Operativo ambiental en Coconuco deja dos capturados por transporte ilegal de fruto silvestre protegido

Este resultado se dio gracias a los controles adelantados por la Policía.

Operativo ambiental en Coconuco deja dos capturados por transporte ilegal de fruto silvestre protegido

En un esfuerzo continuo por la protección de los recursos naturales y la biodiversidad de la región, la Policía Nacional capturó recientemente a dos hombres en flagrancia por el transporte ilegal de una considerable cantidad de fruto silvestre protegido. Este importante suceso tuvo lugar en el sector de Coconuco, municipio de Puracé, donde las autoridades actúan en pro de la conservación del medio ambiente.

El procedimiento fue llevado a cabo por un grupo de uniformados en la zona rural de esta localidad durante operativos de registro y control a personas y vehículos. En este contexto, los policías dieron la señal de pare a un vehículo particular que transportaba a dos ciudadanos de 45 y 31 años. Al realizar una inspección minuciosa del automotor, se encontraron 25 cajas de cartón que contenían agraz o mortiño silvestre, un fruto que es esencial para el ecosistema local, especialmente en la dieta del oso de anteojos, una especie que goza de protección legal en Colombia.

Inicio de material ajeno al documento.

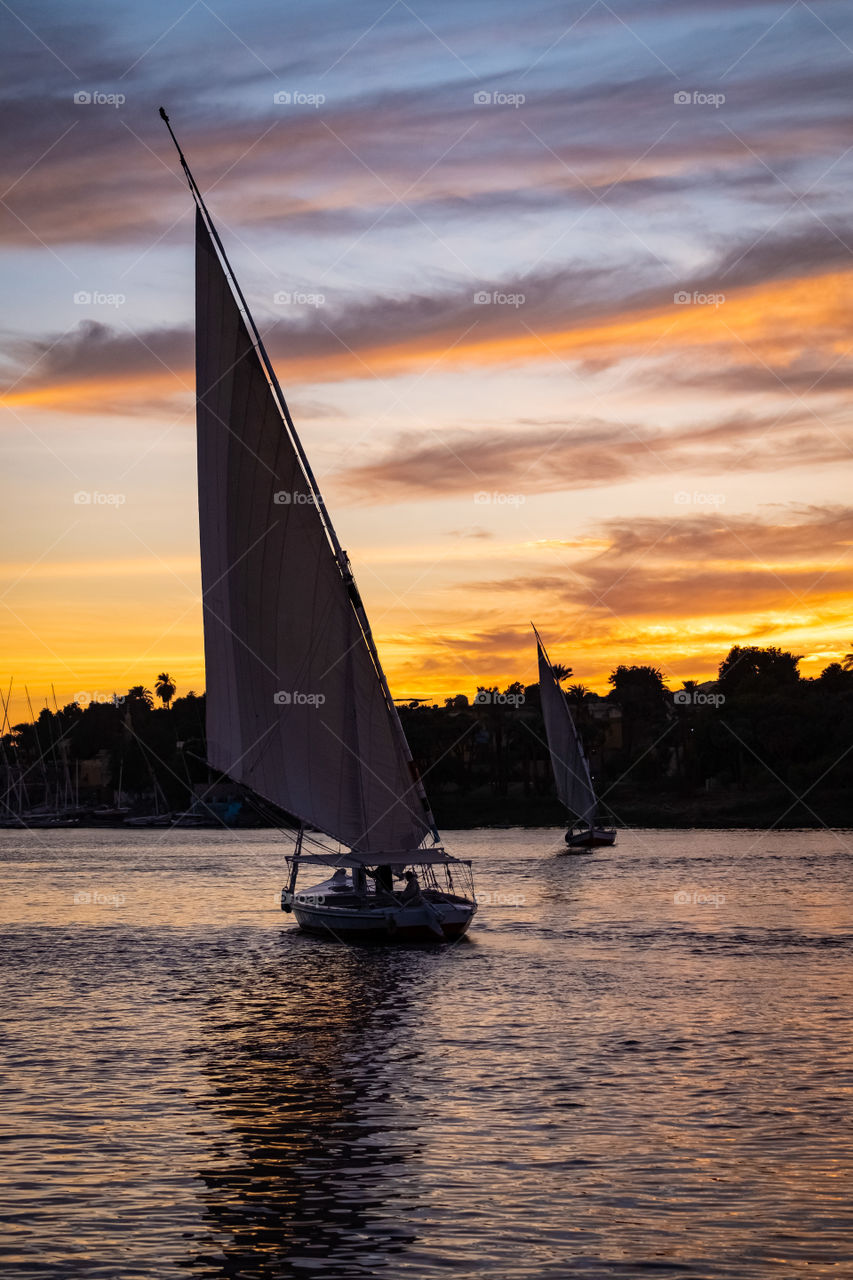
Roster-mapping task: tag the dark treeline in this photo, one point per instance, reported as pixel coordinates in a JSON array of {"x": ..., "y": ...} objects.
[{"x": 758, "y": 745}]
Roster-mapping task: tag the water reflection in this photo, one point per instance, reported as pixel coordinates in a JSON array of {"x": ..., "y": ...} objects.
[{"x": 306, "y": 1061}]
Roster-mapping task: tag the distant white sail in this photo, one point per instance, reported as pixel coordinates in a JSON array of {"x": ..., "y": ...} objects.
[
  {"x": 296, "y": 709},
  {"x": 570, "y": 767}
]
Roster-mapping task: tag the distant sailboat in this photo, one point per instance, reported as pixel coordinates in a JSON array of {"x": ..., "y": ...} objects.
[
  {"x": 569, "y": 762},
  {"x": 299, "y": 709}
]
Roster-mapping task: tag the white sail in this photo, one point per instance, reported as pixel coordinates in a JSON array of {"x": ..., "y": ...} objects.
[
  {"x": 570, "y": 767},
  {"x": 296, "y": 709}
]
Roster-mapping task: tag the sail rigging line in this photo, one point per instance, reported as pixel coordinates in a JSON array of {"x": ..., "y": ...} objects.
[{"x": 325, "y": 521}]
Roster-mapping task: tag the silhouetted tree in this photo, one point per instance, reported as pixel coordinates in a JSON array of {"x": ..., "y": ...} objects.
[
  {"x": 165, "y": 689},
  {"x": 755, "y": 670}
]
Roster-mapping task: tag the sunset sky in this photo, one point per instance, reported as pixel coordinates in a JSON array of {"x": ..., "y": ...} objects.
[{"x": 649, "y": 479}]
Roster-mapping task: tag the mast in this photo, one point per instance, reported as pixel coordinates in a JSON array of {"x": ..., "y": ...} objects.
[
  {"x": 340, "y": 554},
  {"x": 568, "y": 758}
]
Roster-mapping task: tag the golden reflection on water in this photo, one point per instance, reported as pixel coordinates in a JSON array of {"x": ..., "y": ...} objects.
[{"x": 603, "y": 1080}]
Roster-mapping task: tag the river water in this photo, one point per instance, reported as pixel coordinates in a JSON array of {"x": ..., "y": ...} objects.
[{"x": 638, "y": 1064}]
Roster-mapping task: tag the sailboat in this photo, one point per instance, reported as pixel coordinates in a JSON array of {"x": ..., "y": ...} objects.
[
  {"x": 299, "y": 709},
  {"x": 569, "y": 762}
]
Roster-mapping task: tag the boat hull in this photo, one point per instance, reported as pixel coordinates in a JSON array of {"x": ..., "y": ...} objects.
[
  {"x": 596, "y": 839},
  {"x": 433, "y": 922}
]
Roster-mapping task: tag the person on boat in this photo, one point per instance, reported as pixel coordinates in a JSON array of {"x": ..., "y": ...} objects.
[{"x": 411, "y": 894}]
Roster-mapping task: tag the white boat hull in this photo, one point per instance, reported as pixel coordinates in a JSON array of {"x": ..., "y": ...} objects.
[{"x": 439, "y": 920}]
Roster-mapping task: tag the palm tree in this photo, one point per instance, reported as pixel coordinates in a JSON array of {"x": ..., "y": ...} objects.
[
  {"x": 576, "y": 693},
  {"x": 165, "y": 688},
  {"x": 137, "y": 694}
]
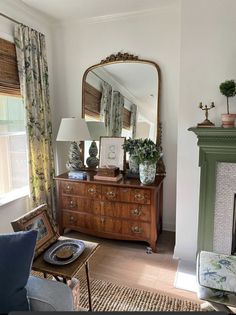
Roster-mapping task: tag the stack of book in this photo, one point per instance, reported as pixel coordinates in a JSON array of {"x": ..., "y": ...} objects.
[
  {"x": 109, "y": 173},
  {"x": 77, "y": 175}
]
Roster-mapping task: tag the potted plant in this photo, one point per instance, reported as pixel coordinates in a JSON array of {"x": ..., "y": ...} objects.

De acuerdo con los informes de las autoridades, el cargamento incautado pesaba aproximadamente 570 kilogramos y tenía un valor comercial cercano a los 11 millones 250 mil pesos. Ante el hallazgo, los ocupantes del vehículo fueron informados de sus derechos como personas capturadas y posteriormente puestos a disposición de las entidades competentes para responder por el delito de aprovechamiento ilícito de los recursos naturales renovables.

El coronel Jeison Haird López Puerto, comandante encargado de la Policía Metropolitana de Popayán, destacó la relevancia de este operativo y reafirmó el compromiso institucional de salvaguardar el medio ambiente. “Este procedimiento refleja el trabajo permanente que adelanta la Policía Nacional para proteger la riqueza natural del Cauca. La extracción indiscriminada de especies vegetales silvestres provoca graves afectaciones en los ecosistemas y pone en peligro la supervivencia de especies como el oso de anteojos, que depende directamente de estos frutos para su alimentación”, comentó el oficial.

El coronel López Puerto hizo un llamado a la ciudadanía payanesa y caucana para denunciar cualquier actividad que atente contra el patrimonio ambiental. “Invitamos a la comunidad a trabajar de la mano con las autoridades, evitando participar en la comercialización o transporte ilegal de productos de origen silvestre. La protección del medio ambiente es una responsabilidad compartida que garantiza el equilibrio ecológico y el bienestar de las futuras generaciones”, subrayó.

Este tipo de operativos no solo refleja el compromiso de la Policía Nacional con la conservación de la biodiversidad, sino que también recalca la necesidad de colaboración entre la comunidad y las autoridades para preservar el entorno natural del Cauca. La extracción, transporte o comercialización de especies vegetales silvestres sin los permisos correspondientes es clasificada como un delito ambiental según la legislación colombiana, debido al impacto negativo que estas prácticas generan en los ecosistemas y en la fauna que depende de estos recursos naturales.

Además, la Policía reiteró que continuará llevando a cabo operativos en diferentes zonas de Popayán y el municipio de Coconuco, con el fin de prevenir y contrarrestar conductas ilícitas relacionadas con la explotación de recursos naturales. Estas acciones son fundamentales para frenar la degradación ambiental y asegurar que futuras generaciones puedan disfrutar de una biodiversidad rica y equilibrada.

En resumen, la captura de estos dos hombres en Puracé es un ejemplo significativo del trabajo que realiza la Policía Nacional en pro de la conservación del medio ambiente. La lucha contra el tráfico de especies y la explotación irresponsable de recursos naturales es una tarea que requiere de la unión de todos los actores sociales. Por ello, es imperativo que cada ciudadano asuma su papel en la defensa del ecosistema, denunciando actividades ilegales y promoviendo prácticas sostenibles que favorezcan la riqueza natural de la región.

La protección del medio ambiente no es solo un deber de las instituciones; es una responsabilidad que debe ser adoptada por toda la sociedad, garantizando así la integridad de nuestros recursos naturales y la riqueza biológica que nos rodea.